METR’s preliminary evaluation of o3 and o4-mini

post by Christopher King (christopher-king) · 2025-04-16T20:23:00.285Z · LW · GW · 2 comments

This is a link post for https://metr.github.io/autonomy-evals-guide/openai-o3-report/

Contents

2 comments

2 comments

Comments sorted by top scores.

comment by Thomas Kwa (thomas-kwa) · 2025-04-17T02:41:55.815Z · LW(p) · GW(p)

Time horizon of o3 is ~1.5 hours vs Claude 3.7's 54 minutes, and it's statistically significant that it's above the long-term trend. It's been less than 2 months since the release of Claude 3.7. If time horizon continues doubling every 3.5 months as it has over the last year, we only have another 12 months until time horizon hits 16 hours and we are unable to measure it with HCAST.

My guess is that future model time horizon will double every 3-4 months for well-defined tasks (HCAST, RE-Bench, most automatically scorable tasks) that labs can RL on, while capability on more realistic tasks will follow the long-term 7-month doubling time.

comment by MalcolmMcLeod · 2025-04-17T01:15:11.798Z · LW(p) · GW(p)

I thank y'all for rapidly replicating and extending this eval. This is the most important eval extant.
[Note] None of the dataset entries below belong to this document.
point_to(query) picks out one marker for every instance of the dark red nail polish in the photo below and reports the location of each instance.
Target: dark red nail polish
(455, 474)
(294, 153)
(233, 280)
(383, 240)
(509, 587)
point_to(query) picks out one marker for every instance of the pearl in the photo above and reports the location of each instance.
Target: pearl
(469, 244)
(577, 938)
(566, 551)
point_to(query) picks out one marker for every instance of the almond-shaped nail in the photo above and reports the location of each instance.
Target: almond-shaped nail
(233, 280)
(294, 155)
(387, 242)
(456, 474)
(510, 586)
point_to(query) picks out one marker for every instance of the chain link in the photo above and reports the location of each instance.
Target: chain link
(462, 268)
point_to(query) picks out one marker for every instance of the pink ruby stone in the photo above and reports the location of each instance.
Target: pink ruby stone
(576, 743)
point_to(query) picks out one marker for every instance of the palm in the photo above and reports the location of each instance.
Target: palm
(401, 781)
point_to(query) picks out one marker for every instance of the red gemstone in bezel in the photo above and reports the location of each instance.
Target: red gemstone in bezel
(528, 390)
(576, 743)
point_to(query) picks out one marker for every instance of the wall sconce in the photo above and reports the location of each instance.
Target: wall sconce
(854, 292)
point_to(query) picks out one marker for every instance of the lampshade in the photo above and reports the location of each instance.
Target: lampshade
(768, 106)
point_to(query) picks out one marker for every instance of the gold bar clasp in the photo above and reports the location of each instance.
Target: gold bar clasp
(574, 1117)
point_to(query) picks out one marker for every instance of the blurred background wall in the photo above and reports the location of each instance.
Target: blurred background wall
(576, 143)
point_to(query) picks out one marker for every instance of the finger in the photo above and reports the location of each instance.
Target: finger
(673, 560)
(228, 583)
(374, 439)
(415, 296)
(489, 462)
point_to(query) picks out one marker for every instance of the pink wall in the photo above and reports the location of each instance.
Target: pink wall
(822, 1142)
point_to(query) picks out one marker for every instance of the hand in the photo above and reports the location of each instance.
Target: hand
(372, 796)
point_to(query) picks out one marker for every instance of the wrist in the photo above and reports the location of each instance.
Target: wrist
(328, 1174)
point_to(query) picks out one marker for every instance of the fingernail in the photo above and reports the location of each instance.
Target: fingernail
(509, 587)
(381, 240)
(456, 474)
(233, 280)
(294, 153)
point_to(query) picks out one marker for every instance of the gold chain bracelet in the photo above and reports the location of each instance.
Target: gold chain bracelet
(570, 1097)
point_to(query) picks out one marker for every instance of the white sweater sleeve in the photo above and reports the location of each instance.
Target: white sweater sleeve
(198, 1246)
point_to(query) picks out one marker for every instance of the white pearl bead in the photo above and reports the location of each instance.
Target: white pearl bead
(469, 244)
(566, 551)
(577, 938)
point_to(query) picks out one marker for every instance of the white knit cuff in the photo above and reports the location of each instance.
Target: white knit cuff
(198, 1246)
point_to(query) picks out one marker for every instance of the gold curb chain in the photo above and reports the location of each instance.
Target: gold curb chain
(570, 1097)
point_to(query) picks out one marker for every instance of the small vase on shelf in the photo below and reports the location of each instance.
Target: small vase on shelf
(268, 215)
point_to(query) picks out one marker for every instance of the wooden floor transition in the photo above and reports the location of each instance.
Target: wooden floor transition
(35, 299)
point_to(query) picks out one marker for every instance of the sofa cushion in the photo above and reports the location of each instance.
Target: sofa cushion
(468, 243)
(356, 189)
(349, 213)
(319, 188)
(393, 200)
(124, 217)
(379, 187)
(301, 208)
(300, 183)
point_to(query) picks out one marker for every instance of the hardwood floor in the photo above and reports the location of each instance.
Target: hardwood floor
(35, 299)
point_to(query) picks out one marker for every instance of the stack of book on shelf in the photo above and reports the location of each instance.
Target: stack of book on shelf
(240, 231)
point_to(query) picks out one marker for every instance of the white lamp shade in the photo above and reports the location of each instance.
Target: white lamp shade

Units are truly comparable, and it's directly connected to the questions of "coding for ML/AI research" and "long-horizon agency" that seem cruxy for short timelines. I did not expect @Daniel Kokotajlo [LW · GW] to be right about the superexponentiality so quickly. 
 

My long-timeline probability mass is increasingly dependent on "this doesn't generalize past formally verifiable domains + formally verifiable domains are insufficient for to automate AI algorithmic progress substantially" or "somehow this progress doesn't extend to the arbitrarily messy and novel real world." But it ain't looking good.